Tactics for raising orthogonality
- Layer dependencies. Define a directed dependency graph between modules; do not allow cycles.
- Hide implementation behind interfaces. A module's clients depend on its contract, not on its file structure or storage layout.
- Decouple events from handlers. A module that emits an event does not know who reacts to it.
- Avoid global state. Globals couple every module that touches them.
- Inject dependencies. A class that constructs its collaborators is wedded to them; a class that accepts them is reusable.
Reversibility
A close cousin of orthogonality. The Pragmatic Programmer observes that few decisions in software are truly irreversible — but the cost of reversal varies enormously. Designs that locally encapsulate decisions ("which database," "which payment provider," "which auth scheme") preserve the option to change them.
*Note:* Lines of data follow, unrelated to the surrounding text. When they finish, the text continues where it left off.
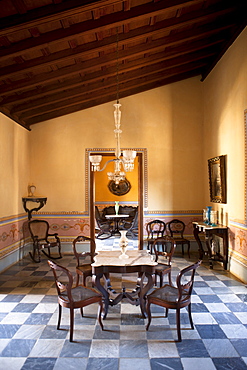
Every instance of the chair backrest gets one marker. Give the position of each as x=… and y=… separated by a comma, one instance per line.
x=156, y=229
x=185, y=280
x=176, y=228
x=110, y=210
x=99, y=214
x=38, y=229
x=64, y=281
x=84, y=255
x=169, y=248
The cost of an interface today is usually small; the cost of not having one when the underlying choice changes is usually large.
The opposite anti-pattern is coupling to a vendor: code that uses provider-specific features pervasively, so the provider can never be replaced without rewriting half the system. Even when no replacement is planned, the lock-in itself is a strategic risk.
Levels of Application
DRY and orthogonality apply at every level:
- Within a function. Repeated expressions become local variables or small helpers.
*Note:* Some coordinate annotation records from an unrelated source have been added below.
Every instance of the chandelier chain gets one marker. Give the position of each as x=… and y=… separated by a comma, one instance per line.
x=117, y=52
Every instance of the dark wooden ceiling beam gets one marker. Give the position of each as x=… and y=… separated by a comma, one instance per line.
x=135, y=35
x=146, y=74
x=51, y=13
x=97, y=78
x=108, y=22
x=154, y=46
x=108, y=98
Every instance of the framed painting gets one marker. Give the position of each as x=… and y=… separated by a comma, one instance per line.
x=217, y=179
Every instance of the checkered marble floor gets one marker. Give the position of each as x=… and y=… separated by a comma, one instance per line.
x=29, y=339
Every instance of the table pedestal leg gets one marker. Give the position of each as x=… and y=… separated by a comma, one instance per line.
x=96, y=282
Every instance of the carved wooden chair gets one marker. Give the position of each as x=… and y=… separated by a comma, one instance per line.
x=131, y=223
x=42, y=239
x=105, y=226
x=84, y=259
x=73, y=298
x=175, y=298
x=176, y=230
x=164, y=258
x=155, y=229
- Within a class. Repeated logic across methods becomes a private helper or a state-machine transition.
- Across classes. Repeated patterns become shared abstractions, decorators, or higher-order functions.
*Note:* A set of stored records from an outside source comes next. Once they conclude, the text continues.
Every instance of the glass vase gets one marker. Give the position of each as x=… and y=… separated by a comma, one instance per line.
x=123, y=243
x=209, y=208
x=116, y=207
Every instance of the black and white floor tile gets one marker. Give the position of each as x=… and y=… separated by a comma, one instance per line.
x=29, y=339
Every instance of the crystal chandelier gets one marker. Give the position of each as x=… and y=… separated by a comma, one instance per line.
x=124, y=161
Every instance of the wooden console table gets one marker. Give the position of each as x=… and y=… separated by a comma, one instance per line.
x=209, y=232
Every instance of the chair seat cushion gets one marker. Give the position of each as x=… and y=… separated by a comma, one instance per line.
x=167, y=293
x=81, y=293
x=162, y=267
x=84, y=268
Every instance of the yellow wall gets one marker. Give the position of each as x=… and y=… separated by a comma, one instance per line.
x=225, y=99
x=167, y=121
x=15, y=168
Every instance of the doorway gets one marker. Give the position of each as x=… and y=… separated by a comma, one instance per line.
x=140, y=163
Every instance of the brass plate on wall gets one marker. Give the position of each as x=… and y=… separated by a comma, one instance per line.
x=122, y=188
- Across services. Shared schemas, generated clients, and contract tests prevent the same decision from being made twice in two services that disagree.
- Across documentation, code, and configuration. One source of truth, with the others derived.
The principle is the same; only the mechanism changes.
Pre-Commit Checklist
- Does each piece of knowledge in the system have one authoritative source?
- When two pieces of code look the same, are they expressing the same decision or different decisions that happen to look similar?
- Could a change to one decision force changes in many files? If so, where would consolidation help?
- Are constants, schemas, and configuration values defined once and referenced elsewhere?
- Have you avoided abstracting too early — leaving acceptable duplication until the shared shape is clear?